Farm environment, farmer knowledge and technical efficiency: An investigation among upland corn farmers in Bukidnon, Philippines
P. Bayacag; A. Rola
Type of Document:
Conference Proceeding or Document
SANREM CRSP, University of Georgia
Date of Publication:
Place of Publication:
Abstract: Using a panel data (1994-1999) of upland corn farmers’ production and soil conservation practices, this paper investigates the influence of farmers’ technical and ecological knowledge on their technical efficiency (TE). TE was derived from two types of translog production frontiers where the first equation did not include environmental factors as independent variables and the second did. In the first function, it was assumed that the farms faced the same environment thus, it measures production efficiency as influenced by both management and environment. In the second function, farms are assumed to face different environmental conditions, thus, measuring the technical efficiency due to crop management alone. The difference between the two efficiency measures of farms would then account for the influence of environmental factors.
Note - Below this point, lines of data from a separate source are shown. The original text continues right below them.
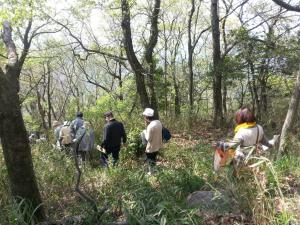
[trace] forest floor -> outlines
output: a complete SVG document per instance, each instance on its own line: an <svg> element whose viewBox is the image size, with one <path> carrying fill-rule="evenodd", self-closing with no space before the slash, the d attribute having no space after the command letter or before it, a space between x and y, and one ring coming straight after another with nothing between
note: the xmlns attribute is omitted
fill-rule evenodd
<svg viewBox="0 0 300 225"><path fill-rule="evenodd" d="M222 130L204 130L203 127L201 132L194 131L188 135L183 132L173 135L173 137L173 141L177 147L182 149L207 150L207 157L212 157L213 155L213 149L210 148L212 142L226 139ZM206 147L204 147L205 145ZM291 150L290 157L284 157L275 162L270 160L267 163L269 164L268 166L262 165L256 168L256 170L251 171L250 177L248 174L249 171L247 173L242 172L240 177L236 179L236 177L232 176L232 168L224 168L223 171L216 173L211 171L212 168L208 168L214 174L214 178L219 181L214 182L211 177L206 179L207 184L211 183L211 190L193 192L188 196L188 204L199 208L196 214L203 218L203 224L299 225L299 143L291 144L291 146L294 149ZM212 152L209 152L210 150ZM272 159L274 154L271 152L266 157ZM209 158L207 159L209 160ZM247 191L255 194L249 195L246 193ZM213 194L210 197L211 193ZM220 203L220 200L223 203ZM246 204L245 201L247 202ZM228 205L224 207L224 202L227 202L230 207ZM206 208L203 209L203 206ZM223 207L221 213L218 211L220 206L221 208Z"/></svg>
<svg viewBox="0 0 300 225"><path fill-rule="evenodd" d="M146 174L144 158L126 155L126 149L110 169L100 167L94 152L92 162L81 166L80 187L99 208L108 204L103 224L300 224L300 158L264 163L239 178L230 166L216 173L211 141L221 137L220 130L173 134L153 176ZM94 224L91 206L74 191L73 157L48 143L33 146L32 154L49 217L84 215L83 224ZM8 198L2 155L0 162L0 224L26 224L20 222L21 207Z"/></svg>

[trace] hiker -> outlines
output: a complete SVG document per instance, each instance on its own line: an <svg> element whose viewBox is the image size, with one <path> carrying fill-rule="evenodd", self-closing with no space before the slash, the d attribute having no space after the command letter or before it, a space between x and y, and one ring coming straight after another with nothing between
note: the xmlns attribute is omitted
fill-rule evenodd
<svg viewBox="0 0 300 225"><path fill-rule="evenodd" d="M226 152L230 148L235 148L235 152L232 152L232 156L235 159L243 159L245 157L245 152L243 149L249 146L255 146L257 144L262 145L262 150L267 148L272 148L278 139L278 135L274 135L272 140L268 140L265 136L264 130L261 125L256 123L256 118L254 114L247 107L240 108L235 114L235 122L237 126L234 129L235 135L233 139L229 142L219 142L217 147ZM222 154L220 152L220 154ZM224 158L223 156L220 156ZM215 170L218 169L218 165L215 162Z"/></svg>
<svg viewBox="0 0 300 225"><path fill-rule="evenodd" d="M36 140L38 140L39 138L40 138L40 132L38 131L32 131L28 136L30 144L35 144Z"/></svg>
<svg viewBox="0 0 300 225"><path fill-rule="evenodd" d="M235 122L237 126L234 129L235 135L231 145L238 143L241 147L248 147L262 144L269 148L273 147L274 143L269 142L262 126L256 123L256 118L249 108L240 108L235 114Z"/></svg>
<svg viewBox="0 0 300 225"><path fill-rule="evenodd" d="M162 124L154 117L154 110L146 108L143 112L145 124L144 131L146 145L146 161L148 163L148 175L152 175L156 165L156 157L159 149L162 148Z"/></svg>
<svg viewBox="0 0 300 225"><path fill-rule="evenodd" d="M73 141L79 162L86 161L87 154L91 153L95 142L94 130L90 122L84 121L83 125L78 128Z"/></svg>
<svg viewBox="0 0 300 225"><path fill-rule="evenodd" d="M60 144L60 141L59 141L59 133L60 133L60 130L62 128L62 124L59 121L54 120L53 123L52 123L52 128L54 130L55 147L60 148L61 144Z"/></svg>
<svg viewBox="0 0 300 225"><path fill-rule="evenodd" d="M65 150L71 148L72 137L71 137L71 128L70 128L69 121L64 122L63 127L61 128L61 130L59 132L59 140L60 140L62 147Z"/></svg>
<svg viewBox="0 0 300 225"><path fill-rule="evenodd" d="M28 137L28 140L29 140L29 143L30 144L35 144L36 143L36 139L37 139L37 136L35 135L35 133L31 133Z"/></svg>
<svg viewBox="0 0 300 225"><path fill-rule="evenodd" d="M71 125L70 125L71 136L72 136L73 139L75 138L76 132L79 129L79 127L83 126L83 122L84 122L83 113L82 112L77 112L75 120L73 120L71 122Z"/></svg>
<svg viewBox="0 0 300 225"><path fill-rule="evenodd" d="M103 129L103 141L101 148L101 161L104 166L108 167L108 156L112 154L112 163L117 165L119 161L119 153L121 149L121 142L123 144L127 141L126 132L121 122L117 121L112 112L104 113L106 124Z"/></svg>

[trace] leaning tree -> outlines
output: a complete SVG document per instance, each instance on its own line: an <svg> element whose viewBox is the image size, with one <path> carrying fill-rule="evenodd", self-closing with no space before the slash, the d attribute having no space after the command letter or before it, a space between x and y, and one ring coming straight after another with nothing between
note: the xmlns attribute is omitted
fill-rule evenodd
<svg viewBox="0 0 300 225"><path fill-rule="evenodd" d="M294 12L300 12L300 7L299 6L293 6L289 3L286 3L282 0L273 0L273 2L275 2L276 4L278 4L279 6L290 10L290 11L294 11ZM297 115L297 111L299 108L299 101L300 101L300 68L298 70L298 75L297 75L297 81L294 87L294 92L292 94L290 103L289 103L289 108L286 114L286 118L281 130L281 135L280 135L280 144L279 144L279 151L278 151L278 157L280 157L282 155L282 153L285 152L285 148L286 148L286 139L287 139L287 134L288 131L291 129L291 127L293 126L293 121Z"/></svg>
<svg viewBox="0 0 300 225"><path fill-rule="evenodd" d="M45 219L45 212L33 169L19 98L22 67L32 39L41 34L38 29L30 32L31 28L32 20L29 20L22 35L23 49L19 57L12 39L10 23L3 22L1 39L7 56L2 57L6 58L7 63L0 67L0 138L12 196L17 200L25 199L35 210L36 219L42 221Z"/></svg>

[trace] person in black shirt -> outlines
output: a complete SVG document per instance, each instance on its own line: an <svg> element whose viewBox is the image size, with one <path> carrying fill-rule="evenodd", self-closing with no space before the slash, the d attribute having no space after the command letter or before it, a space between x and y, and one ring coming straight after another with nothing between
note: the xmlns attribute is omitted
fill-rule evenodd
<svg viewBox="0 0 300 225"><path fill-rule="evenodd" d="M123 124L114 118L112 112L106 112L104 117L106 124L103 130L101 147L105 149L105 152L102 152L101 160L105 166L108 166L108 156L112 154L113 165L116 165L119 161L121 141L125 144L127 136Z"/></svg>

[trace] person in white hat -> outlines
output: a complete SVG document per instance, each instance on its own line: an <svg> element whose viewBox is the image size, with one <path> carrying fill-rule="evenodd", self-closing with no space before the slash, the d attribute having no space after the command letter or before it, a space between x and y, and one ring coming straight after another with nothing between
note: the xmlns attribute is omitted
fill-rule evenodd
<svg viewBox="0 0 300 225"><path fill-rule="evenodd" d="M151 175L154 172L154 166L156 165L156 157L159 149L162 148L162 124L154 116L154 110L151 108L145 108L143 112L144 120L147 125L145 131L146 145L146 157L148 162L148 174Z"/></svg>

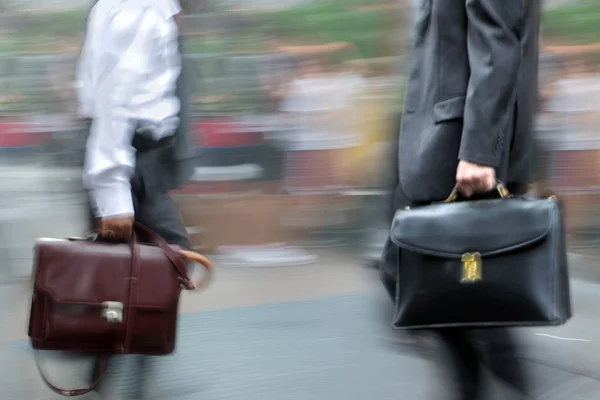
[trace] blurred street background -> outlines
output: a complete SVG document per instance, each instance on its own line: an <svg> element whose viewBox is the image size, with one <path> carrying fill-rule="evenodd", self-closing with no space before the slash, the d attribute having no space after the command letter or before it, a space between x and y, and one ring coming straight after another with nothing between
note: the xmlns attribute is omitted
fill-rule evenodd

To assess factors affecting technical efficiency ratings, an OLS function was estimated where the independent variables included farmer attributes including his/her ecological and technical knowledge ratings. The knowledge ratings were derived from the respondents’ scores in a knowledge test conducted by the researchers in 1999.
Results of the study showed that on the average, the technical efficiency of farms with and without consideration of the environmental factors were 49.6% and 45.2%, respectively. The difference of 4.4% can be attributed to the influence of environment to production efficiency. Crop management accounts for 50.4% of technical inefficiencies. Farmers’ TE was significantly explained by the following: a) average education of the farmer and her/his spouse; b) family labor force; c) distance of the farm from the national road; and d) the farmers’ technical knowledge. The ecological knowledge of farmers did not yield significant results although this was found to be positively affecting TE.